Gastroesophageal refluxes, in turn, are due to the fact that the lower esophageal sphincter expands not only when the bolus passes from the esophagus into the stomach, but also at other times. GERs are also found in healthy people, however, often recurring GERs are abnormal from the normal state and the reason for these refluxes is the insufficient closure function of the lower esophageal sphincter. Heartburn is common in pregnant women.
Factors that increase the likelihood of gastroesophageal reflux and heartburn
Heartburn often increases after chocolate, coffee, strong tea, mint, rich meals, citrus, hot or strong drinks. The factors causing heartburn are overeating, eating less than 2 times per day. Heartburn often affects overweight people. Smoking tobacco products stimulates the secretion of acid in the stomach, and also helps to relax the lower esophageal sphincter. Heartburn occurs more frequently with the patient in a horizontal position, as well as with bending and bending of the body. Tight, stomach-tight clothing can provoke heartburn. The presence of a hiatus hernia also slightly increases the chance of heartburn.

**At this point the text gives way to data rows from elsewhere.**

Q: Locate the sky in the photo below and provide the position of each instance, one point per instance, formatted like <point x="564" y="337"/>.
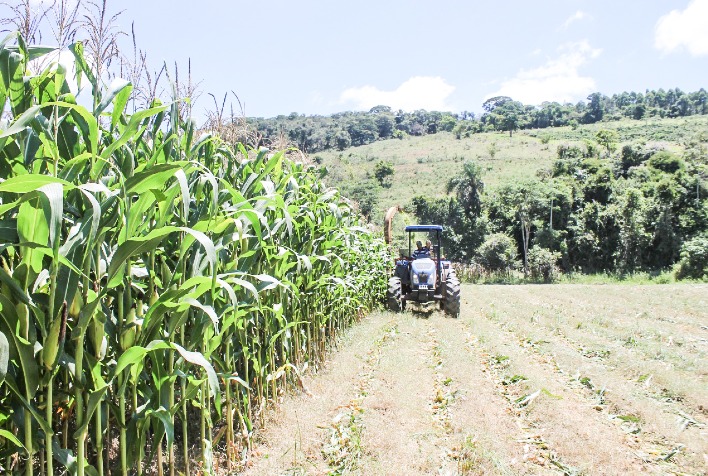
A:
<point x="327" y="56"/>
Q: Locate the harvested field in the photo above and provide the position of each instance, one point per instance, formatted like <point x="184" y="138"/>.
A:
<point x="558" y="379"/>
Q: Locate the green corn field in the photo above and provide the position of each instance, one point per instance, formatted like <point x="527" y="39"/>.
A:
<point x="159" y="288"/>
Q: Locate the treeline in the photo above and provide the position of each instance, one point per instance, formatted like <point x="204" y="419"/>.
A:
<point x="339" y="131"/>
<point x="601" y="208"/>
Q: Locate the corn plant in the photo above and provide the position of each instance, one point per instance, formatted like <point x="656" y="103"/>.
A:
<point x="158" y="287"/>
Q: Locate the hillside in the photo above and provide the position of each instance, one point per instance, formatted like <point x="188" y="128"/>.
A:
<point x="423" y="165"/>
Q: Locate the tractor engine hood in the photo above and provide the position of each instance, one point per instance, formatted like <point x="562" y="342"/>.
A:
<point x="424" y="270"/>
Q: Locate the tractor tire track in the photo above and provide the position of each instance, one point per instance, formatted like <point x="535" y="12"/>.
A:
<point x="544" y="405"/>
<point x="655" y="439"/>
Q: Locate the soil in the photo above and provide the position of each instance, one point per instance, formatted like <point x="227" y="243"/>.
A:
<point x="557" y="379"/>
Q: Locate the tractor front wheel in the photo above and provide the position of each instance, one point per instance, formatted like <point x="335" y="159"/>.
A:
<point x="393" y="295"/>
<point x="452" y="296"/>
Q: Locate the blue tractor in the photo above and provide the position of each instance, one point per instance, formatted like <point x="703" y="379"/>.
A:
<point x="423" y="280"/>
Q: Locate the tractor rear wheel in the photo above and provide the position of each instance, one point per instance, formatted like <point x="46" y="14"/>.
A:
<point x="452" y="296"/>
<point x="393" y="295"/>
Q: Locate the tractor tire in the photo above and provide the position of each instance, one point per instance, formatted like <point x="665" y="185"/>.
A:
<point x="393" y="295"/>
<point x="452" y="297"/>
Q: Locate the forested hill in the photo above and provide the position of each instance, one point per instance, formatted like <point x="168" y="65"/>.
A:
<point x="339" y="131"/>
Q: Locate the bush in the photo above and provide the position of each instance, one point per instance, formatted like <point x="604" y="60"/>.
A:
<point x="543" y="264"/>
<point x="693" y="261"/>
<point x="666" y="162"/>
<point x="383" y="171"/>
<point x="498" y="252"/>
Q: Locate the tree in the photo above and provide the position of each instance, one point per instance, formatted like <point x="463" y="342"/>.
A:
<point x="468" y="187"/>
<point x="595" y="109"/>
<point x="607" y="139"/>
<point x="511" y="114"/>
<point x="383" y="171"/>
<point x="492" y="103"/>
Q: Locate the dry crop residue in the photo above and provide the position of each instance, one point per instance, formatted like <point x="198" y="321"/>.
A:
<point x="529" y="380"/>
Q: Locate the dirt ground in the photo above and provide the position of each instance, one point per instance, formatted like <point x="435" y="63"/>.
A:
<point x="563" y="379"/>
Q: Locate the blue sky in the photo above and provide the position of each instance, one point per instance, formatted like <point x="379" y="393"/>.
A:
<point x="321" y="57"/>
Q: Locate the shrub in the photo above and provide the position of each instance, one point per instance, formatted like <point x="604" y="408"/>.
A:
<point x="383" y="171"/>
<point x="498" y="252"/>
<point x="666" y="162"/>
<point x="693" y="261"/>
<point x="543" y="264"/>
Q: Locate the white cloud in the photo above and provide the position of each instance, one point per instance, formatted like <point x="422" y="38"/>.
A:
<point x="577" y="16"/>
<point x="418" y="92"/>
<point x="684" y="28"/>
<point x="557" y="80"/>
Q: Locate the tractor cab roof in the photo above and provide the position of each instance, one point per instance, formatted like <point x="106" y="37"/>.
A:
<point x="414" y="228"/>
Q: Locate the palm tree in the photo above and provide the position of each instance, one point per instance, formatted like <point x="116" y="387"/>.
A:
<point x="469" y="188"/>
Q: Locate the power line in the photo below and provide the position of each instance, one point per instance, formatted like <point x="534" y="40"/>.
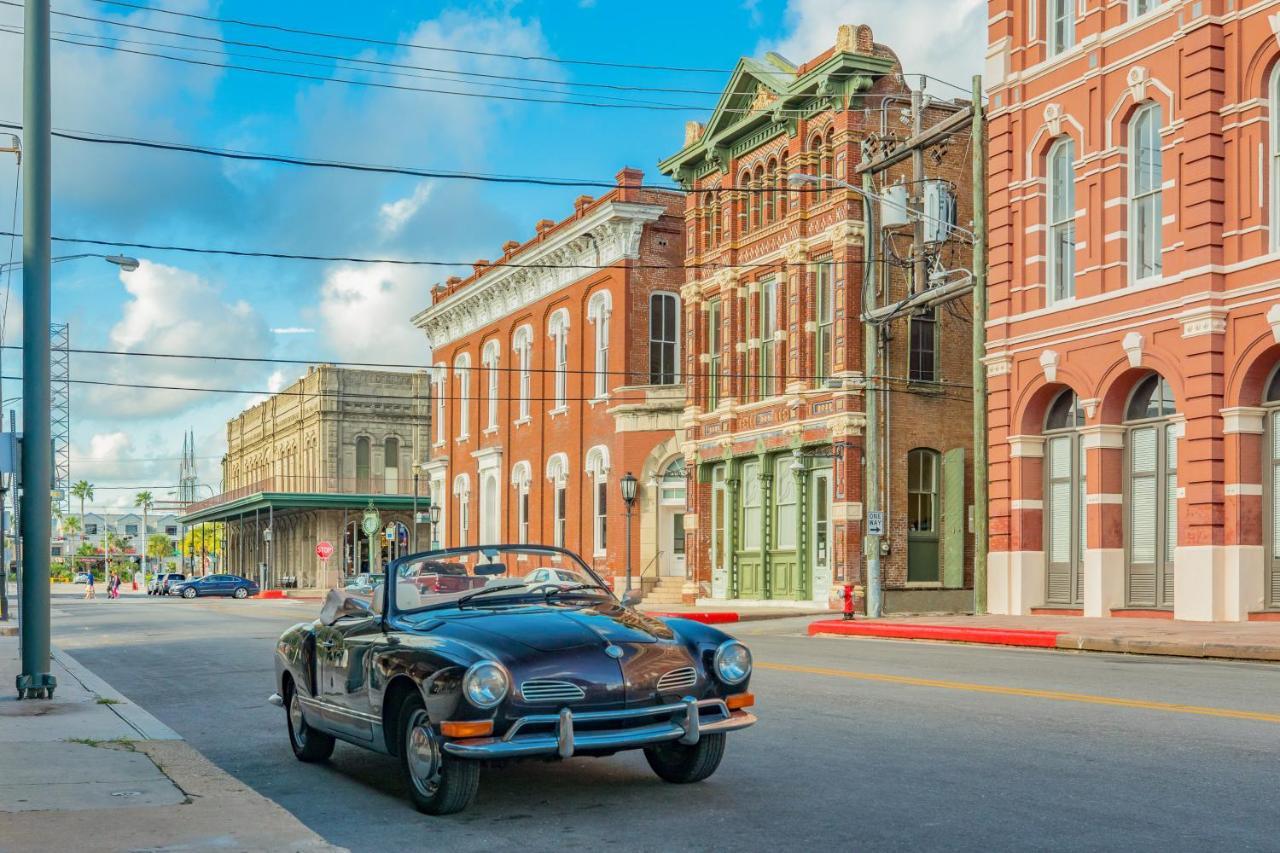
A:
<point x="368" y="40"/>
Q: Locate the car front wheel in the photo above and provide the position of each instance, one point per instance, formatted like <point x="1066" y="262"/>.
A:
<point x="438" y="783"/>
<point x="680" y="763"/>
<point x="307" y="743"/>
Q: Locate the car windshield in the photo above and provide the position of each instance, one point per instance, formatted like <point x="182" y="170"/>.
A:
<point x="490" y="575"/>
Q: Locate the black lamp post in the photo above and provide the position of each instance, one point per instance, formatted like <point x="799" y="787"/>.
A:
<point x="629" y="497"/>
<point x="434" y="510"/>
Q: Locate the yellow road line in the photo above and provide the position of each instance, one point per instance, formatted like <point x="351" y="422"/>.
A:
<point x="1056" y="696"/>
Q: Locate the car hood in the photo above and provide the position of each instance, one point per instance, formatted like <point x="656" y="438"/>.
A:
<point x="552" y="629"/>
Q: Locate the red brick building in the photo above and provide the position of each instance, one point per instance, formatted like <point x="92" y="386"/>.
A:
<point x="557" y="370"/>
<point x="1134" y="308"/>
<point x="773" y="340"/>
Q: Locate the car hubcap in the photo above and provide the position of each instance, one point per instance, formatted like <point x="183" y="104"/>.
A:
<point x="296" y="720"/>
<point x="423" y="752"/>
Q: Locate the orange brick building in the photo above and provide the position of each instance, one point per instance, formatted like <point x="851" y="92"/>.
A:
<point x="556" y="372"/>
<point x="773" y="337"/>
<point x="1134" y="308"/>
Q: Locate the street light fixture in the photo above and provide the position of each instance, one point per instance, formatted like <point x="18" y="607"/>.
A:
<point x="629" y="497"/>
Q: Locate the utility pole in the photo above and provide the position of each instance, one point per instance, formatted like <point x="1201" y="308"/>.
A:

Patients suffering from heartburn should try to make adjustments to their lifestyle. Refusal from the above products, eating smaller portions, but more often, refusing to eat before bedtime, reducing body weight, stopping smoking and alcohol, putting on clothes, sleeping on a bed with a raised headboard can positively affect the patient's condition and reduce the number of episodes heartburn.
If heartburn hurts you mainly on days of breaking the diet, this is because fatty foods are digested more slowly. But heartburn can cause any abundant food intake, since large portions disrupt the work of the muscles of the esophagus, which should let in food and not release gastric juice. Instead, it allows the juice to penetrate the esophagus, where it causes the same burning sensation in the chest. If you do not violate the diet, the reason may be training, if after a meal less than two hours have passed: the abdominal muscles contract and weaken the sphincter.
Another reason may be the increased workload. If you sit in the office until late and have dinner before bedtime, the release of gastric juice can be due to the fact that the food does not have time to digest. You go to bed with a full stomach, and gravity does not help food move through the digestive tract. Better to put a pillow under your back and watch a couple of episodes of a series.
Medicine from the fridge
If you are very sleepy, and watching the series is not an option, you can smooth out the symptoms of heartburn. Excess gastric juice suggests an increased level of acidity, which means it must be neutralized. Drink half a liter of plain water: according to The Journal of Digestive Diseases and Sciences, it is no less effective than antacids. And keep on hand mint chewing gum without sugar. Saliva secreted in the process contains alkalis that neutralize the acid.
If neither water nor chewing gum help, go to the pharmacy. Antacids such as Gaviscon relieve heartburn symptoms by protecting the walls of the esophagus. If you often suffer from heartburn, you will be helped by such tablets as Nexium, which reduce the amount of gastric juice produced. If symptoms persist for more than two weeks, go to the doctor. It is better to entrust such a strong fire to extinguish professionals.
While heartburn is treatable and is not a serious disease, its symptoms are very similar to a more terrible condition: a heart attack. Heartburn usually hurts after eating, and the above remedies bring relief, while a heart attack is often also accompanied by a lack of breathing and sweating. But there are no clear rules here: there are cases when not all symptoms appear, so it is better to be safe. Doctors say that it is better to come with heartburn, thinking that this is the heart, than not to come with the heart, thinking that this is heartburn.